Europe's largest oil company is culling 10pc of its workforce following a vow earlier this year to embrace green energy and slash its carbon emissions to net zero by 2050, in the latest sign of seismic changes sweeping the oil industry.
Shell launched an extensive review last month aimed at restructuring the company in response to low oil prices following a Covid collapse in demand, and the shift to a post-oil world where fossil fuel drilling becomes less lucrative.
The firm has said the job cuts will help it save up to $2.5bn (£1.9bn) annually by 2022.
Much of these cuts will come from Shell's upstream division, company sources said, signalling a lasting move away from the business of drilling for oil.
The axe is likely to fall hard on Shell's 6,500 staff who work on North Sea upstream projects, which aim to open up new sources of oil.
Oil companies have been under tremendous pressure this year after the coronavirus pandemic triggered a collapse in prices, with the International Energy Agency (IEA) describing April as the worst month ever for the industry.
Ben van Beurden, chief executive of Shell, said: "Make no mistake: this is an extremely tough process. It is very painful to know that you will end up saying goodbye to quite a few good people."
The news comes five months after Shell slashed its dividend for the first time since the Second World War in response the crisis.
The company's A shares fell 2pc to 963.9p - below their March nadir of 970.8p - while the B shares dropped 1.7pc to 940.2p.
Mr Van Beurden is to take direct control of multiple Shell divisions of in an effort to simplify its operations and shore up its finances. He hinted that this would include technical staff, the mergers and acquisitions team and the marketing division.
He said: "We have looked closely at how we are organised and we feel that, in many places, we have too many layers in the company.

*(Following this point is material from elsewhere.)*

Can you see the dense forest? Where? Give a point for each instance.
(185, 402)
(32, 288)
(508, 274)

"Too many levels between me, as the chief executive, and the operators and technicians at our locations."
Shell also issued a stark trading update ahead of its third quarter results at the end of October. Its prized upstream division is expected to post a loss after warning of significantly lower oil production for the quarter.
Output levels have been sharply reduced over the three months after hurricanes and measures related to the pandemic forced the closure of several offshore platforms owned by the group.
Mr Van Beurden said on Wednesday that 12 people working for the company had died of Covid-19 since the start of the pandemic.
Meanwhile Shell said its chemicals business, gas division and oil products unit will suffer a one-off earnings hit from tax charges to the tune of hundreds of millions of dollars.
Some experts are worried that the jobs lost this year from the oil industry may never return as the fossil fuel industry shrinks permanently due to the rise of alternative energy sources. Rival oil major BP said earlier this year that following more than a century of steady growth, the world has likely now passed peak oil demand.